Memorial Day is coming up, and you and your friends decide to take advantage of the long weekend by taking a road trip to Miami. But when you go to rent a car, you discover it’s a lot more expensive for all of you to be listed as drivers on the rental contract. You’re traveling on a budget, so you agree to let your friend Taylor be the designated driver for the weekend.
You arrive in Miami and quickly get into vacation mode–taking full advantage of the beach, the food and the night life. But one night, you go out dancing, and Taylor has way too much to drink. There’s no way he can drive you back to the hotel. You’ve only had one drink, so he gives you the keys.
On the drive back, however, the police pull you over. When they realize you’re not an authorized driver on the rental contract, they decide to search your car. In the glove compartment, they find a marijuana joint. You were trying to do the responsible thing by offering your friends a sober ride home, but now you’re spending the night in jail–and facing drug charges.
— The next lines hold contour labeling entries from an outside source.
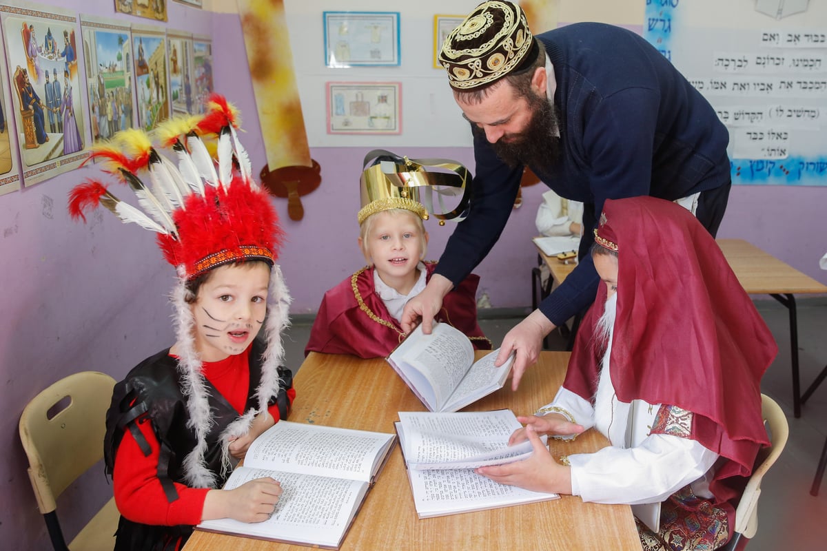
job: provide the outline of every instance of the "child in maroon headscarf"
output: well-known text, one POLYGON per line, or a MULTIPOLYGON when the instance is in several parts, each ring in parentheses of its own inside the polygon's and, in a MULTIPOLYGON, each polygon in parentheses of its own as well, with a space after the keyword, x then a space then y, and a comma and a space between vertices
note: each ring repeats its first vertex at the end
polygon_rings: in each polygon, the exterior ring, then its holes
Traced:
POLYGON ((627 503, 643 549, 729 540, 756 454, 768 444, 761 377, 769 329, 709 232, 648 197, 607 201, 592 249, 601 279, 563 387, 512 435, 532 458, 478 470, 504 484, 627 503), (538 435, 590 427, 611 445, 557 463, 538 435))

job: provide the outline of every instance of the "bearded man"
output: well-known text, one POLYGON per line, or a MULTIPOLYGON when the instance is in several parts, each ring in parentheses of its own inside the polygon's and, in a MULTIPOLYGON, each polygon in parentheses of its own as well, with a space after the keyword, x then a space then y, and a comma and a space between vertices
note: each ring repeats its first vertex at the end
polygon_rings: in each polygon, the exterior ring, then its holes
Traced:
POLYGON ((524 167, 584 203, 580 263, 503 340, 496 364, 516 351, 516 389, 543 337, 594 301, 599 278, 587 252, 606 199, 677 201, 715 235, 731 187, 729 133, 660 52, 620 27, 578 23, 533 36, 519 6, 485 2, 439 59, 474 135, 474 195, 433 277, 405 306, 403 329, 421 318, 430 332, 442 297, 500 238, 524 167))

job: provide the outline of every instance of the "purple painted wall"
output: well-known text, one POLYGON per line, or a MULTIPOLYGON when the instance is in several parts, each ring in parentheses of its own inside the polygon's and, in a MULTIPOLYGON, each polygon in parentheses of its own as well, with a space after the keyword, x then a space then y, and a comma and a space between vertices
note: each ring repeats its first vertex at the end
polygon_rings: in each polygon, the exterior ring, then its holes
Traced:
MULTIPOLYGON (((111 0, 60 3, 84 13, 114 17, 111 0)), ((213 36, 217 90, 241 110, 246 131, 242 140, 257 173, 265 162, 264 146, 237 16, 167 3, 169 28, 213 36)), ((380 140, 375 144, 383 145, 380 140)), ((280 264, 295 313, 314 311, 325 290, 363 264, 356 247, 356 183, 367 150, 311 150, 322 166, 323 179, 318 190, 304 197, 304 220, 290 221, 286 200, 274 199, 288 234, 280 264)), ((404 153, 453 158, 473 167, 468 148, 423 147, 404 153)), ((165 300, 173 284, 171 268, 147 232, 126 226, 108 213, 98 212, 85 226, 69 219, 66 195, 84 176, 72 172, 0 197, 4 268, 0 286, 4 314, 0 321, 0 493, 4 496, 0 541, 12 542, 5 544, 10 549, 48 546, 17 434, 24 405, 40 390, 75 371, 94 369, 122 378, 141 359, 171 344, 171 310, 165 300)), ((535 231, 534 214, 543 191, 541 185, 523 190, 523 207, 514 211, 503 237, 476 270, 481 277, 480 292, 489 294, 494 307, 530 305, 529 270, 536 256, 529 237, 535 231)), ((719 235, 746 239, 827 283, 827 273, 818 268, 818 259, 827 251, 824 225, 819 221, 825 204, 827 188, 737 188, 719 235)), ((427 225, 431 233, 428 256, 437 259, 452 226, 427 225)), ((71 513, 79 515, 107 499, 110 490, 103 472, 88 478, 98 489, 67 496, 79 504, 71 513)), ((72 518, 65 522, 66 531, 74 533, 77 522, 72 518)))

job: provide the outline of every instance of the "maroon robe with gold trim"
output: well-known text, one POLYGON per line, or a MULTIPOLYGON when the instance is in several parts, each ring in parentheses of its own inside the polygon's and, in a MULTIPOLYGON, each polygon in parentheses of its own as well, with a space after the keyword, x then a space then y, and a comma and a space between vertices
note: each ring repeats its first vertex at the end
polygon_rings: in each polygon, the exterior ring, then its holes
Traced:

You may think you’re out of luck, but there’s one key question you should ask yourself: did the police officer have the authority to search your car in the first place? The answer is “no.”
According to a recent ruling by the U.S. Supreme Court, if you’re driving a rental car which the authorized driver gave you permission to use–even if you’re not listed on the rental contract–you can expect the same Fourth Amendment protection from unreasonable search and seizure as anyone else.
The Court found that by driving another person’s vehicle with permission, you are considered to have “lawful possession and control” of the vehicle and thereby have the power to exclude an officer or anyone else from access to it.
This Supreme Court decision has a positive impact on an individual’s right to privacy in a rental car. Any evidence of illicit activity that was discovered as a result of an unlawful search would not be permissible in court. This ruling can create a powerful advantage for a defendant.